There are good discussion available on moving "Unstructured Data" to Hadoop. That gives a god references.
- Sqoop in Hadoop is mostly used to extract structured data from databases like Teradata, Oracle, etc., A good overview of this tool you can find in: https://hortonworks.com/apache/sqoop/
Apache Sqoop efficiently transfers bulk data between Apache Hadoop and structured datastores such as relational databases. Sqoop helps offload certain tasks (such as ETL processing) from the EDW to Hadoop for efficient execution at a much lower cost. Sqoop can also be used to extract data from Hadoop and export it into external structured datastores. Sqoop works with relational databases such as Teradata, Netezza, Oracle, MySQL, Postgres, and HSQLDB.
- Flume in Hadoop is used to sources data which is stored in various sources like and deals mostly with unstructured data.

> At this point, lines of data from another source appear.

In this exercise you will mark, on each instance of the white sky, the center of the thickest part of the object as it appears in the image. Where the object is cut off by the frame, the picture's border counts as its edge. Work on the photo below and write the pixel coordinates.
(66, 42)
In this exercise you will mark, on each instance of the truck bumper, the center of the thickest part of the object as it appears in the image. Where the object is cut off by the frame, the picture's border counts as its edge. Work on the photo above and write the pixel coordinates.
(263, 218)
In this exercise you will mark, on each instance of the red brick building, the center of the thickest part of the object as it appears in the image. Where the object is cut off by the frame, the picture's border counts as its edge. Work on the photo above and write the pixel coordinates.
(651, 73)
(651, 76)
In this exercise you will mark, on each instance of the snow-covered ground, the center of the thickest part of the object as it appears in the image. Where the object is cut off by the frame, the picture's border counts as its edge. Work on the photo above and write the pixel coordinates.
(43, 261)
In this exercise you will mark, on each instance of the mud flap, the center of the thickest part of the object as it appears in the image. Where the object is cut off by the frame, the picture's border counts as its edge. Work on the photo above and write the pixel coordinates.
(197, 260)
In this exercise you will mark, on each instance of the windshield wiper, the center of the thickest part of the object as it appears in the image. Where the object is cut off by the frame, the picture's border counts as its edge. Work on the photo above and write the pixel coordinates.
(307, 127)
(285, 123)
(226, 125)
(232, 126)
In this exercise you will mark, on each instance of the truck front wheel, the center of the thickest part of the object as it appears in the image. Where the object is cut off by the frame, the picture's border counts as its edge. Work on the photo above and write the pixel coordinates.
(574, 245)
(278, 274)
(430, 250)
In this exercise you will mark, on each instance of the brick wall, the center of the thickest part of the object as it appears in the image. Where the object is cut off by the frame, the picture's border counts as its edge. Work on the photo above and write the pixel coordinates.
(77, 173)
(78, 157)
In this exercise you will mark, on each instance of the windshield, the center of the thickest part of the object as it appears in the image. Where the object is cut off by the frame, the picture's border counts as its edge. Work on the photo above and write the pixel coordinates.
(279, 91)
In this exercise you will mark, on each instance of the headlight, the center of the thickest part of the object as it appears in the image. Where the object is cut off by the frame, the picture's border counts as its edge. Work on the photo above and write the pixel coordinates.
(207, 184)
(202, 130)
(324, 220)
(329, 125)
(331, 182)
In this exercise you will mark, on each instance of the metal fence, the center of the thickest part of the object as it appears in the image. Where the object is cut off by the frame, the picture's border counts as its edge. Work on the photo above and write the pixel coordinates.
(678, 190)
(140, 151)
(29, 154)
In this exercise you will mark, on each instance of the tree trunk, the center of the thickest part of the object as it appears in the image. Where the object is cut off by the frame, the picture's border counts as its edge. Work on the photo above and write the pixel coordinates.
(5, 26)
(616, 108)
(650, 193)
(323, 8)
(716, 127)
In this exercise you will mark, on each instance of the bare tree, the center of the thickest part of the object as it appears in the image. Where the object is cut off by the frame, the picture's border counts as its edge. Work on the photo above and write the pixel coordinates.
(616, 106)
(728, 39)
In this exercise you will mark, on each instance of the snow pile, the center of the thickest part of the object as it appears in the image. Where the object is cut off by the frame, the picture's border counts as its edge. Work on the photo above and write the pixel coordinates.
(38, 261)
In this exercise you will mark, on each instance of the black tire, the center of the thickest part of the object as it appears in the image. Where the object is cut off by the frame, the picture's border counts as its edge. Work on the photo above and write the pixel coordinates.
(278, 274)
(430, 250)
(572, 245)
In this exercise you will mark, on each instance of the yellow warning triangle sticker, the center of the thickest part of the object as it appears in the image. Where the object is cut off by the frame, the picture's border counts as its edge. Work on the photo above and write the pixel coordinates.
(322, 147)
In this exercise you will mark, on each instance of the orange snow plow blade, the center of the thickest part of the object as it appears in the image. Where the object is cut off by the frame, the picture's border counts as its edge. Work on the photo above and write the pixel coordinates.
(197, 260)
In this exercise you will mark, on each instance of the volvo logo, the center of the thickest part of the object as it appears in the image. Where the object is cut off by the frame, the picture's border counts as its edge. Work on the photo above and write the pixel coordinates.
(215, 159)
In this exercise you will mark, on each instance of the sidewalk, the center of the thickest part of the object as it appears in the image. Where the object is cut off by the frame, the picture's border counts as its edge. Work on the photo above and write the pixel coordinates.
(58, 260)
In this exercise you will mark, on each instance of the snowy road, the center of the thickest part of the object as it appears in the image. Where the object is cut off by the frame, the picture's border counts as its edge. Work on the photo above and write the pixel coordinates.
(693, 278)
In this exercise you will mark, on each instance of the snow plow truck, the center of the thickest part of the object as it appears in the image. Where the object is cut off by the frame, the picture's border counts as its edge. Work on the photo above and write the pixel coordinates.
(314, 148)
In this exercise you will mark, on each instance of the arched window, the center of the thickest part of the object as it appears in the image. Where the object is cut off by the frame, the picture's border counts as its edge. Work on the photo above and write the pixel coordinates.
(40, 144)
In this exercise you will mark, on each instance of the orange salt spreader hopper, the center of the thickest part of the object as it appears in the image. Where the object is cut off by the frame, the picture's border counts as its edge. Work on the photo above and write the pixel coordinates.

A good overview of this tool you can find in: https://hortonworks.com/apache/flume/
Apache Flume is a distributed, reliable, and available service for efficiently collecting, aggregating, and moving large amounts of streaming data into the Hadoop Distributed File System (HDFS). It has a simple and flexible architecture based on streaming data flows; and is robust and fault tolerant with tunable reliability mechanisms for failover and recovery.
Its a vast question. Apart from Structured/ Un-structured you may have to look on other parameters like frequency of ingestion, size of file, Is it a event or batch load, from where you are picking the data.
Sqoop(Structured)--> Used to import the RDBMS data into HDFS/Hive
Flume/Kafka/NiFi(Unstructured) --> Can be used to capture unstructured data into HDFS.
Choosing the client depends on the many other parameters apart from what I have mentioned above. Each tool has its own pros & cons. You may have to dig deep if it is other than learning purpose. Hope it helps!!